Mom, do you fall into the first category? Are aware of your lost vision of life? Do you want to change course but are unable to merge your life situation into the right lane? Are driving in a construction zone with “Men At Work” signs posted and get pulled over for unsafe driving? You know these obstacles. These obstacles include:
- Lack of physical energy
- Lack of childcare
- Lack of transportation
- Lack of spousal support to return to work
- Weak or non-existent support system
- Unavailable resources to assist life ( e.g. living in a rural area, no family living nearby)
- Limited finances to restart the process of returning to work ( buy a new wardrobe; professional fees; lack of flexibility in work hours/location; interview process, child(ren)’s school schedule; spouse’s work schedule, etc.)

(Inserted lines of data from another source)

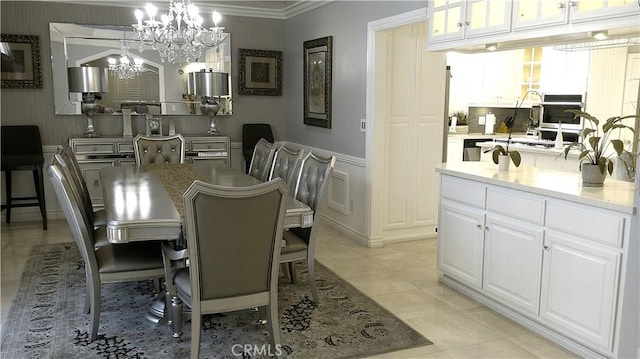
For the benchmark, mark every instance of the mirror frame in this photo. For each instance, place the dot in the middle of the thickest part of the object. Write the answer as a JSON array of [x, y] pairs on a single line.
[[173, 100]]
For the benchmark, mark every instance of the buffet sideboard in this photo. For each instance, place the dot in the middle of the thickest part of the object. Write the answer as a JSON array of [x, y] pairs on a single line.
[[94, 153]]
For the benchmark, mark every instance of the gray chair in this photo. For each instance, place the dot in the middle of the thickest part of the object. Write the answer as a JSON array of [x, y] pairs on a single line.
[[286, 165], [262, 160], [233, 264], [107, 264], [167, 149], [301, 242], [70, 162]]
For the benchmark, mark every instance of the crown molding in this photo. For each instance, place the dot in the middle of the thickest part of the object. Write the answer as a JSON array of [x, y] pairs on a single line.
[[227, 8]]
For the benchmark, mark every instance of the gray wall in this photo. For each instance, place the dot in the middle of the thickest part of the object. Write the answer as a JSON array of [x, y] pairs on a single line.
[[347, 22], [35, 106]]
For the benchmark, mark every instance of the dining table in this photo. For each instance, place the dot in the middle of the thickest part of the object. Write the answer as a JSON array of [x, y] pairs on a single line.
[[145, 203]]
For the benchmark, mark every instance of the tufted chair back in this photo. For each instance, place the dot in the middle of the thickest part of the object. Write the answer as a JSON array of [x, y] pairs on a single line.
[[168, 149], [262, 160], [313, 179], [286, 165]]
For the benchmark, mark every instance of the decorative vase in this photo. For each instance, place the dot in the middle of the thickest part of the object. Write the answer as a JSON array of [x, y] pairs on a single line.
[[503, 162], [591, 175]]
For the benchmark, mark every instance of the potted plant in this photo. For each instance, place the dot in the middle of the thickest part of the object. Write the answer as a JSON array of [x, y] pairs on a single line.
[[502, 155], [596, 158]]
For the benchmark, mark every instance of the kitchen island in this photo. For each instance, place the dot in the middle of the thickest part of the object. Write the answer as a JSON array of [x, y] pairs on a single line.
[[537, 247]]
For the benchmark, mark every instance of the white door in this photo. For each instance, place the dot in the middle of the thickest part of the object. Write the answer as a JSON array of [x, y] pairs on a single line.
[[461, 242], [579, 288], [414, 98], [513, 262]]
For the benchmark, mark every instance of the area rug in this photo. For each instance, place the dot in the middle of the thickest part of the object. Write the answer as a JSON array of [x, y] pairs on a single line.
[[46, 319]]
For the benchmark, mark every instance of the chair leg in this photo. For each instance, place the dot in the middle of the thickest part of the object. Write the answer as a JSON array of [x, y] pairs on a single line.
[[196, 328], [311, 265], [7, 188], [39, 184], [95, 311], [176, 316], [292, 272]]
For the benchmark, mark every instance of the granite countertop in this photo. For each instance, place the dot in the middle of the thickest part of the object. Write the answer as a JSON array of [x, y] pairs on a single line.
[[615, 195]]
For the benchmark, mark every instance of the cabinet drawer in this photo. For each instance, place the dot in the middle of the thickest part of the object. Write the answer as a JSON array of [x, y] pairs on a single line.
[[93, 148], [125, 147], [461, 190], [515, 204], [208, 146], [586, 222]]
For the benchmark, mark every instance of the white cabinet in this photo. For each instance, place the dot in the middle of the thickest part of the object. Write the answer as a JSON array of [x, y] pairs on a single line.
[[580, 286], [461, 243], [553, 263], [529, 14], [456, 20], [513, 248]]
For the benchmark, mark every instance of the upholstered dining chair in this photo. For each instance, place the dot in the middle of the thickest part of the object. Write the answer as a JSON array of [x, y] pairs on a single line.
[[68, 160], [167, 149], [262, 160], [251, 134], [286, 165], [232, 265], [107, 264], [311, 184]]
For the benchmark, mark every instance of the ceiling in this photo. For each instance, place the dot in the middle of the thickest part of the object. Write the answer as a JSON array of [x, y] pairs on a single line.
[[264, 9]]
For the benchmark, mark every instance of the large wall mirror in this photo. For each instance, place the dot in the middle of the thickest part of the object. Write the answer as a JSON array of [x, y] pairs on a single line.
[[160, 88]]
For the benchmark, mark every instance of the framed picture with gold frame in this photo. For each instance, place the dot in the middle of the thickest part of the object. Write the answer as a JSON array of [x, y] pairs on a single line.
[[317, 81], [260, 72], [20, 61]]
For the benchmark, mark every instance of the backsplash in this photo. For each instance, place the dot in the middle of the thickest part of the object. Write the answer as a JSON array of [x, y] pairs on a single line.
[[521, 124]]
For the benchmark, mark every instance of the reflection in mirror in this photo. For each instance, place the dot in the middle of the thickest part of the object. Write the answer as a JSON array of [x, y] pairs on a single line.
[[159, 89]]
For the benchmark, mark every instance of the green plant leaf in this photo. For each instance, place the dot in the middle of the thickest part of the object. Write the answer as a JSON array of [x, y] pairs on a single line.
[[515, 157]]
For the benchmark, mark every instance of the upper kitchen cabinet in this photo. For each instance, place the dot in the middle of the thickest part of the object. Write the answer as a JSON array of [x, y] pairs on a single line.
[[529, 14], [469, 26], [457, 19]]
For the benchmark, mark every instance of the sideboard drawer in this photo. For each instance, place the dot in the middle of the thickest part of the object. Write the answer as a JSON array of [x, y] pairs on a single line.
[[94, 148], [198, 146]]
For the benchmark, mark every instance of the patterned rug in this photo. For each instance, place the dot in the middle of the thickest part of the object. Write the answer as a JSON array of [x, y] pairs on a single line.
[[46, 319]]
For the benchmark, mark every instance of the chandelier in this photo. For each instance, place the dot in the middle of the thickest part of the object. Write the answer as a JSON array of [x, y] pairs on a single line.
[[178, 35], [127, 67]]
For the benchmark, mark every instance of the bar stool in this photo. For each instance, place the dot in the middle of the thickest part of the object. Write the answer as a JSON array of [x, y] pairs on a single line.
[[22, 151]]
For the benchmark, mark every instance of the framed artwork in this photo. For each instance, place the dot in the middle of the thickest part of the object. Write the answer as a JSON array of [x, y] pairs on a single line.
[[20, 58], [260, 72], [317, 82]]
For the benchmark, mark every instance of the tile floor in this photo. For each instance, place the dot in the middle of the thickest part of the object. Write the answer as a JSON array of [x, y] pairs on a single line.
[[401, 277]]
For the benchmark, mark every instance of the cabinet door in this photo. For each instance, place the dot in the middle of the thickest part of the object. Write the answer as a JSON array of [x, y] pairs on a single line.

(2) You are aware of their lost vision and you do not mind if you are parked on the shoulder of the road.
If you fall into this second category, you are aware of your lost vision and do not mind if you are parked on the shoulder of the road. The road becomes a permanent Rest Stop. You decide to chill out here as a homemaker, until if and when, you decide to put the key back in the ignition.
(3) What vision? What path? You are not even aware that you have lost your vision. Warning! Warning! You are driving with no lights on and into oncoming traffic!
If you are here, then you are so caught up with the day-to-day activities of life, that time literally just passes right by you.
- You are in denial of the lost glory years. The glorious life of a homemaker. The years when your car had that new car scent of leather seats. You settle down into the cares of child rearing, marital responsibilities and stress from all areas of life
- You have come to terms with the reality of not returning to the workforce and are content with the road less traveled.
Choosing one’s path in life can be challenging. Especially if you are a career woman considering being a homemaker. Being a homemaker is not for the faint of heart. You are a brave woman to embark on this journey. You have made it this far on the road of life and thus you will continue on this journey as a parent for a lifetime. It is hard, painful, rocky and bumpy. Some days you will feel like you are riding in the wind, with the top down on your convertible! This path is for you. You are an amazing woman!